Steps from the Vilarinho das Furnas dam, Chamadouro Bar is where you go for a cold beer and petiscos after a day on the Gerês trails. Terrace seating, live music nights, and easy prices with zero pretension.

The bar you need after a day on the trails

Campo do Gerês runs on a simple rhythm. Mornings are for hiking. Afternoons are for staring at the impossibly blue water of the Vilarinho das Furnas dam. And evenings? Evenings are for a cold beer somewhere nobody's in a hurry. That's Chamadouro Bar.

It sits at Rua da Geira 311, just steps from the dam, in a spot that would be worth visiting even if the bar itself were unremarkable. Fortunately, it's not. Chamadouro is a relaxed, unpretentious bar with an outdoor terrace, petiscos to snack on, and regular live music nights that turn summer evenings in Campo do Gerês into something worth staying up for. Prices sit firmly in the € range, which in a tourist-heavy corner of Peneda-Gerês National Park, is genuinely welcome.

What you'll find

Don't come expecting craft cocktails or a sommelier. This is a mountain bar, and it knows its job. Beers, gins, sangria, and the kind of drinks you order when your legs are wrecked from climbing to the Pedra Bela viewpoint or walking through the Mata da Albergaria. The food is bar food, and that's fine. Sharing plates, small bites, the sort of thing you pick at while talking too loudly about the trail you just survived. If you want a full meal, look elsewhere. If you want a plate of tremoços, a board of regional cheese and cured meats, and a properly poured draught beer, sit down.

The terrace is the real draw. In warm months, you sit outside and the whole thing clicks: the mountain air, the sound of water in the distance, that particular end-of-day feeling when your body is tired but your mood is excellent. On live music nights, the energy shifts up a gear. Check the Chamadouro Instagram for upcoming dates, as the schedule changes.

Getting there and when to go

Campo do Gerês is the most accessible gateway to the national park from the south. Drive the N304 from Braga (around 45 minutes) or from Terras de Bouro. The bar is on the main road through the village, easy to find. Parking gets tight on summer weekends, especially August, when half of Portugal decides to visit Gerês simultaneously. If you're planning day trips around the region, arrive early.

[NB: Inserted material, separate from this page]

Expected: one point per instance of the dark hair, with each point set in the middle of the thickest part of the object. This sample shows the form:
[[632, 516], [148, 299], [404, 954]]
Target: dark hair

We don't have confirmed opening hours, and they likely change between seasons. In winter, expect shorter hours or occasional closures. In summer, expect long nights. Check directly before making the trip, especially outside peak season.

Practical tips

  • Bring cash. Small bars in rural Gerês don't always take cards, and you don't want to find out the hard way.
  • If you're going on a live music night, the terrace fills up quickly. Get there early.
  • No dress code. Hiking shorts and trail boots are standard uniform. Nobody cares.
  • Pair an evening at Chamadouro with a morning spent checking out the best cafés in Gerês for a full day of drinking well at altitude.

The verdict

Chamadouro Bar doesn't try to be anything it's not. It's a well-located bar with fair prices, a terrace you won't want to leave, and music nights that give your Gerês stay a second act. For anyone who spends the day in the national park and wants somewhere to wind down without ceremony, this is it. It's not fancy. It doesn't need to be. After a real day in the mountains, the best bar is the one with a free chair and a cold beer. Chamadouro has both.